To finish creating our measure, I will then put in Total Sales after VALUES to serve as the expression.
To avoid any confusion, I will go to the Data screen, select my Dates table, and rename MonthInCalendar to Month & Year.
Then, I will click on Sort by column and sort it by the MonthInYear column to make sure that it is sorted correctly.
Finally, I can now drag and drop the new Average Monthly Sales measure so that we can see the values.
To review what we have done, the VALUES function returns a column of unique values.
The current context of the customer was first taken through the Customer Name column. Then, behind the scenes, I have created a one-column table of unique values of the month and year.
Inside AVERAGEX, I iterated through every single month and year to work out the Total Sales that each customer has made through those months and years. Those sales are then saved into the memory for each of the months.
Finally, all those calculated results were then ultimately averaged out to get the Average Monthly Sales.
This process is very versatile since you can put Year inside of VALUES instead of Month & Year to calculate for the average annual sales.
Additionally, you are not restricted to just use dates since you can also put in the Product Name to find the average sales by product instead.
You can find unique calculations quickly by combining these techniques.
ALL Function Example
I want to show you one more table function in Power BI called ALL which is also known as the remove filter function.
This function acts like the opposite of the VALUES function in a lot of ways.
To show you an example, I will create a new measure called All Customer Sales, use the CALCULATE function, and put in Total Sales as the expression.
Then, I will use the ALL function and put in the Customers table since you can put a table or a column inside of it.
After dragging in the new measure, you might notice that it provides the same values with the Total under Total Sales.
Basically, the ALL function removed any filters in the current context of the Customers table.

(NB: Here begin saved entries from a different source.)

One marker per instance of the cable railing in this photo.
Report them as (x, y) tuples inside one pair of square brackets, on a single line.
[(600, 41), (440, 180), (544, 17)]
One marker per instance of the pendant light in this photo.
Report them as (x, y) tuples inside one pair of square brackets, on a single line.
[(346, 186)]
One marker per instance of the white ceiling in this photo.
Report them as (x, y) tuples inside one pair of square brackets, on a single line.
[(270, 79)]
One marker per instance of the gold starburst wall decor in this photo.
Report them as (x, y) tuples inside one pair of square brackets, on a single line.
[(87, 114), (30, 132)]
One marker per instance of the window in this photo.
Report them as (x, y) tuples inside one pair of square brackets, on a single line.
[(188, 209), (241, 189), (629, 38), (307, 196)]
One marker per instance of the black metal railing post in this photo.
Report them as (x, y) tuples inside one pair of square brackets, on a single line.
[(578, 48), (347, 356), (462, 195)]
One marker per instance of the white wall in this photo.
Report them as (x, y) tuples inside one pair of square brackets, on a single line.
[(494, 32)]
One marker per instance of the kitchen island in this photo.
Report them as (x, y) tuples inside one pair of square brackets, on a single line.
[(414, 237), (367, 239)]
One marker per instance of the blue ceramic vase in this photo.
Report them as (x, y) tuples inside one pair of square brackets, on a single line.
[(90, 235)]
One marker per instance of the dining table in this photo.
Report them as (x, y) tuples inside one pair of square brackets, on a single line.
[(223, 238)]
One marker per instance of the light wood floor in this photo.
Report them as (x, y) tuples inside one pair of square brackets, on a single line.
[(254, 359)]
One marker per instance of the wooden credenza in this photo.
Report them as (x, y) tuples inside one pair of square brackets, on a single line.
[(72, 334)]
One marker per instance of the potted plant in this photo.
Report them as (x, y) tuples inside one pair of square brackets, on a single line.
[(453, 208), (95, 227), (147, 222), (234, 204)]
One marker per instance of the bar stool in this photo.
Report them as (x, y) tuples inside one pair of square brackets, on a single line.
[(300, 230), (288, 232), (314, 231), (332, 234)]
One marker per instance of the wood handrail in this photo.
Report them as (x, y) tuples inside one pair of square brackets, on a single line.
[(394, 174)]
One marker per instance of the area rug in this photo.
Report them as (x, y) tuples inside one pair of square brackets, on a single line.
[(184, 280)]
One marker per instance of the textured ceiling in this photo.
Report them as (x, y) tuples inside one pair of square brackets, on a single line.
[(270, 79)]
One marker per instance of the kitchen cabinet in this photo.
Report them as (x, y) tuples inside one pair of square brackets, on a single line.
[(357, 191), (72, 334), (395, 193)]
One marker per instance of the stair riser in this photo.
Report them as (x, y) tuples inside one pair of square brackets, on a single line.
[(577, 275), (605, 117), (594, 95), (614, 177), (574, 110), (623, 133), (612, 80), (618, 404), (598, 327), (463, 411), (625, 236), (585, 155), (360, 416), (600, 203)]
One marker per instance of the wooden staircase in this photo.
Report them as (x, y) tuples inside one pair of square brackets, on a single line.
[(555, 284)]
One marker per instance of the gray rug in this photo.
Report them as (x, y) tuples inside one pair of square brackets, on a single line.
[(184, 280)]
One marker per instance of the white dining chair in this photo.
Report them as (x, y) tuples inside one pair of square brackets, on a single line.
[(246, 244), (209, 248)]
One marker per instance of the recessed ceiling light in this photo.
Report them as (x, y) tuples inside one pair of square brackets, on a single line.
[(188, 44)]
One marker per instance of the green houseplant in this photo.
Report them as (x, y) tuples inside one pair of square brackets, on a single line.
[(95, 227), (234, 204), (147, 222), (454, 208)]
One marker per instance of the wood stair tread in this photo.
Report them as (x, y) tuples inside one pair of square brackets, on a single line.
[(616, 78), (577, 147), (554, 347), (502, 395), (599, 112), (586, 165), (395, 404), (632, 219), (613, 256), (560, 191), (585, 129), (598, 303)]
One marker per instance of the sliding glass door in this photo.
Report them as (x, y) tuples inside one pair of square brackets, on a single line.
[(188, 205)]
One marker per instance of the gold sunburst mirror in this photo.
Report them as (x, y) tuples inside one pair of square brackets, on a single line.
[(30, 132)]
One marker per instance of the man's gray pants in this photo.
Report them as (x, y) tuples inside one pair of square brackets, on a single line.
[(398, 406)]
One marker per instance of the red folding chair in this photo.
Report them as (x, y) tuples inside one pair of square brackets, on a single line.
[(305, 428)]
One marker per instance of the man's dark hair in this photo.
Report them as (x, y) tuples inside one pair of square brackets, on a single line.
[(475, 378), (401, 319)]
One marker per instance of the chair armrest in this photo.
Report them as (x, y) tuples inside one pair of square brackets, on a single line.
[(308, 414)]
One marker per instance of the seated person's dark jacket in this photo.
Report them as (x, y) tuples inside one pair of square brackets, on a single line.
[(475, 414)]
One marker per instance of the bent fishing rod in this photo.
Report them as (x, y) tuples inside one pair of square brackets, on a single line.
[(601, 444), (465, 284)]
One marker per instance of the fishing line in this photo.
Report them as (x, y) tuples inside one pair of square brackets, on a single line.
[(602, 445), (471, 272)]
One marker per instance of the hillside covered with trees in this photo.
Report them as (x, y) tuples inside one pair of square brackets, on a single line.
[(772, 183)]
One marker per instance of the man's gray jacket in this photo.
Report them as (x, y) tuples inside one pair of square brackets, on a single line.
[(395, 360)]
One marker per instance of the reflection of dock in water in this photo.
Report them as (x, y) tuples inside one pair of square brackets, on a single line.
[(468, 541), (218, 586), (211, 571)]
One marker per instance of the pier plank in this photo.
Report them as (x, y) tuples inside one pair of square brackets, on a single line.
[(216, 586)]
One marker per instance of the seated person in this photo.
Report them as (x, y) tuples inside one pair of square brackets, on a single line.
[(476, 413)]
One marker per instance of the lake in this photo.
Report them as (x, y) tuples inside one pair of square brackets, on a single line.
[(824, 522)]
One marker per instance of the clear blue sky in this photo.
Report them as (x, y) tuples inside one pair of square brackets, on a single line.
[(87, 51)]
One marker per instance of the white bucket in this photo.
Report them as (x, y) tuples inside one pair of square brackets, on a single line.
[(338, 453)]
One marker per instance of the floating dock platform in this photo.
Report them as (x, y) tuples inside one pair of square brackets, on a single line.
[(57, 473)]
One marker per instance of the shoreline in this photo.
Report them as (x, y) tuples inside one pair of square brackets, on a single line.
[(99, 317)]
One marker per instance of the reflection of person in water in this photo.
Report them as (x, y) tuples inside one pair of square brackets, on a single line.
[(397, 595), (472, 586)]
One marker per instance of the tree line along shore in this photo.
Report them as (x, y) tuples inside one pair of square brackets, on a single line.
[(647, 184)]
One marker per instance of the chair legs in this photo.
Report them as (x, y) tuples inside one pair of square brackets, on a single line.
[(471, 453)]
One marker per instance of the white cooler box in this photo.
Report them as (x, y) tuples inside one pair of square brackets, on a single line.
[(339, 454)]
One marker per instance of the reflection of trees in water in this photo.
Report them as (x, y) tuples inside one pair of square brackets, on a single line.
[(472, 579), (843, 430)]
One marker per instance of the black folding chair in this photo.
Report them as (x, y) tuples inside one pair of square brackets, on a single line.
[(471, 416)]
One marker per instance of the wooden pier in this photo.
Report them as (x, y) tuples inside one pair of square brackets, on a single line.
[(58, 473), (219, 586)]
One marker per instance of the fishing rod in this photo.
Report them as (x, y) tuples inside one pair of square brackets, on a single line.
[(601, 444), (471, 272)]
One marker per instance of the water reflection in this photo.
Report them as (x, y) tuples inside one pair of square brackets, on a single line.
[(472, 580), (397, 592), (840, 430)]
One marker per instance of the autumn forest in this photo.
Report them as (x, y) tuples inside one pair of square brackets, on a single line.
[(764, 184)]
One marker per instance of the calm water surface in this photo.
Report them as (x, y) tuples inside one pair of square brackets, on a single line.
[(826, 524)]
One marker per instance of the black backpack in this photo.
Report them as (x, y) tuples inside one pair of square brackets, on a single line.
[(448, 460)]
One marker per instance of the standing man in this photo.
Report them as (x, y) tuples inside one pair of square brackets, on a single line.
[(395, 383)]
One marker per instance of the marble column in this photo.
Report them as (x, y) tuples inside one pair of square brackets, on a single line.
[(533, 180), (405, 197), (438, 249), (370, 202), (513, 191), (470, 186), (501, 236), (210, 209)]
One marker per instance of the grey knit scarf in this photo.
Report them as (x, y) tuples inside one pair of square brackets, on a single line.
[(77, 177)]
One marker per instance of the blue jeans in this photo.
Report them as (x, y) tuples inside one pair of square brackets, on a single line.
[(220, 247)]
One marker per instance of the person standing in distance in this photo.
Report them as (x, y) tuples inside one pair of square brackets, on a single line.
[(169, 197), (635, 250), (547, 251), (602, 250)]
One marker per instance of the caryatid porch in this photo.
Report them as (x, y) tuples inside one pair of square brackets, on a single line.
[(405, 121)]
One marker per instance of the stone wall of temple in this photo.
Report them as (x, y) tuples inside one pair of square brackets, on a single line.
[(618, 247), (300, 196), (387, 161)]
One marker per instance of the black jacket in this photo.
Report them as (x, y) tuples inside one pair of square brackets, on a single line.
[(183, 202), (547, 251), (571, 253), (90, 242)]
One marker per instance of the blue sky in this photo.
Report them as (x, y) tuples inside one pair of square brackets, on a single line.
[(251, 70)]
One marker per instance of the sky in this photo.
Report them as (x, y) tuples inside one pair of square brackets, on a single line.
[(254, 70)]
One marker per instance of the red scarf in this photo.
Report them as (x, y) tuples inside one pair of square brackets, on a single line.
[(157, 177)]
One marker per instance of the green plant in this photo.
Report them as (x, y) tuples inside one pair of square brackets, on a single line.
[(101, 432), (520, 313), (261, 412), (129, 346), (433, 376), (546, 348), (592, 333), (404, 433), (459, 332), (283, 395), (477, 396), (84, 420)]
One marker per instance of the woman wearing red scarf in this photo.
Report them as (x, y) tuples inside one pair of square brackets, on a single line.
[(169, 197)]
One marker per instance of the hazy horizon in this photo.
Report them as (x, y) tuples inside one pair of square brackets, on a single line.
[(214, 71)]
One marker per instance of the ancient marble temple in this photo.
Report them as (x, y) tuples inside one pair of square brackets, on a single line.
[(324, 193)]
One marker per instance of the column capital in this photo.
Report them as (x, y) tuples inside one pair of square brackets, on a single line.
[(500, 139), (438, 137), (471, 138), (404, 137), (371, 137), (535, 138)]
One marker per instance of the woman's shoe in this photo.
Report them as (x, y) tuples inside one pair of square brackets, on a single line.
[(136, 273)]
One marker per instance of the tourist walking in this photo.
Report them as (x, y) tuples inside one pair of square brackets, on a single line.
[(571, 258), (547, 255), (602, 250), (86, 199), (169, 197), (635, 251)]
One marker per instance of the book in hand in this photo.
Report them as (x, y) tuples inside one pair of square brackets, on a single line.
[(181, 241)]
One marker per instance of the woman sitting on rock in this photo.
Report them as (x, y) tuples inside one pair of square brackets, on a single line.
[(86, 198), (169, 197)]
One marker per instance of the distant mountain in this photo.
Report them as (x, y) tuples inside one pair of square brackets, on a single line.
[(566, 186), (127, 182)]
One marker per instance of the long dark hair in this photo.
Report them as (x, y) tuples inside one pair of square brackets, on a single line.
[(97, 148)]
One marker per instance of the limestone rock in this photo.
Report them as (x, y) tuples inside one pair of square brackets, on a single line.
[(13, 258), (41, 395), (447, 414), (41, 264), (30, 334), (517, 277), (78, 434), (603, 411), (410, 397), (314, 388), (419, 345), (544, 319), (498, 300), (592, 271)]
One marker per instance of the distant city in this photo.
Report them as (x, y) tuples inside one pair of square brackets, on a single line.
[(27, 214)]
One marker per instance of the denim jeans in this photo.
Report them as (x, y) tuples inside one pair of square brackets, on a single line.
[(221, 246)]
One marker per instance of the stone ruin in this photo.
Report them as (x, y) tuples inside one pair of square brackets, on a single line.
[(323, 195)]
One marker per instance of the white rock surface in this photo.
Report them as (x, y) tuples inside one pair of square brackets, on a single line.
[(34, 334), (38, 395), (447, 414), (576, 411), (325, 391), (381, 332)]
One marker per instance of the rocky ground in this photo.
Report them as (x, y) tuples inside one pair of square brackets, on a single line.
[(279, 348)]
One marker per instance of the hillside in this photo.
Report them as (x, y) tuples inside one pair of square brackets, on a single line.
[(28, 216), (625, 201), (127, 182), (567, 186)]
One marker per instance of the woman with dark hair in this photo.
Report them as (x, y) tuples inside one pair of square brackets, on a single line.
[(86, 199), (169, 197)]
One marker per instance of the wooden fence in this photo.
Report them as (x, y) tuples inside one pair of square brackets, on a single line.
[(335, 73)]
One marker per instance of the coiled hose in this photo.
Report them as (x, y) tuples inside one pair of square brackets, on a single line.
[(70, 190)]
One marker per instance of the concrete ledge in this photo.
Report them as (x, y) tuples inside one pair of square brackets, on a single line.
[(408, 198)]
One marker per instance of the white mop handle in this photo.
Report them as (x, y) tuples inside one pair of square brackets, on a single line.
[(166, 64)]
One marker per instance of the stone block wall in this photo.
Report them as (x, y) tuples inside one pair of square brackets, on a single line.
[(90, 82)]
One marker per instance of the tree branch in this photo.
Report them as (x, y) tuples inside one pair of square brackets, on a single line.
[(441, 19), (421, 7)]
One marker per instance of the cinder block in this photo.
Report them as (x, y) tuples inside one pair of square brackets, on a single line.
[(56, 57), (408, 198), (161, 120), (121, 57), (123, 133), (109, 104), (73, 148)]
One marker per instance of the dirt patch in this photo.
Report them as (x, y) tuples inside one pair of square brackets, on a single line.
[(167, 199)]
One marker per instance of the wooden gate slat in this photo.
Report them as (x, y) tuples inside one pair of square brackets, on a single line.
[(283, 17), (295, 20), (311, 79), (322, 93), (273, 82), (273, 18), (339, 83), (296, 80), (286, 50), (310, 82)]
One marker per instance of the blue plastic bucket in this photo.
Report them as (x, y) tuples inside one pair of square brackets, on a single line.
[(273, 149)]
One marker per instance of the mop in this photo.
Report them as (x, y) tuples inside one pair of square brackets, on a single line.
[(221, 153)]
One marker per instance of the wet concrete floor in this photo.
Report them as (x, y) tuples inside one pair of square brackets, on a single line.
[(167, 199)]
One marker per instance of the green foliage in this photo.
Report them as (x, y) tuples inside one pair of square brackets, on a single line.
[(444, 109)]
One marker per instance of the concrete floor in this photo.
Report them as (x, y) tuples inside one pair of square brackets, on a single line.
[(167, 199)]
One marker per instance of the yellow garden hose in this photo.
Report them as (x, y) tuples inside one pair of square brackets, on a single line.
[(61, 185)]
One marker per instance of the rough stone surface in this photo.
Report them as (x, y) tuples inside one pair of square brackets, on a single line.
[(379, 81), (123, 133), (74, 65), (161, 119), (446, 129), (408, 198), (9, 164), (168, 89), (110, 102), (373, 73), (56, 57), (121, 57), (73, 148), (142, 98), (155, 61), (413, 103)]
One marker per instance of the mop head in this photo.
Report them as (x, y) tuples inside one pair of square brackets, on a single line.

Because we have the Customer Name in our current context, the ALL function disregarded any filters from the Customers table and returned the total of every single result instead.
We discussed some of the key table functions and how they work inside Power BI.
Having a good understanding of these functions is crucial because you can actually combine a lot of them in the same formula.
You can create more interesting calculations when you start getting used to your formula combinations.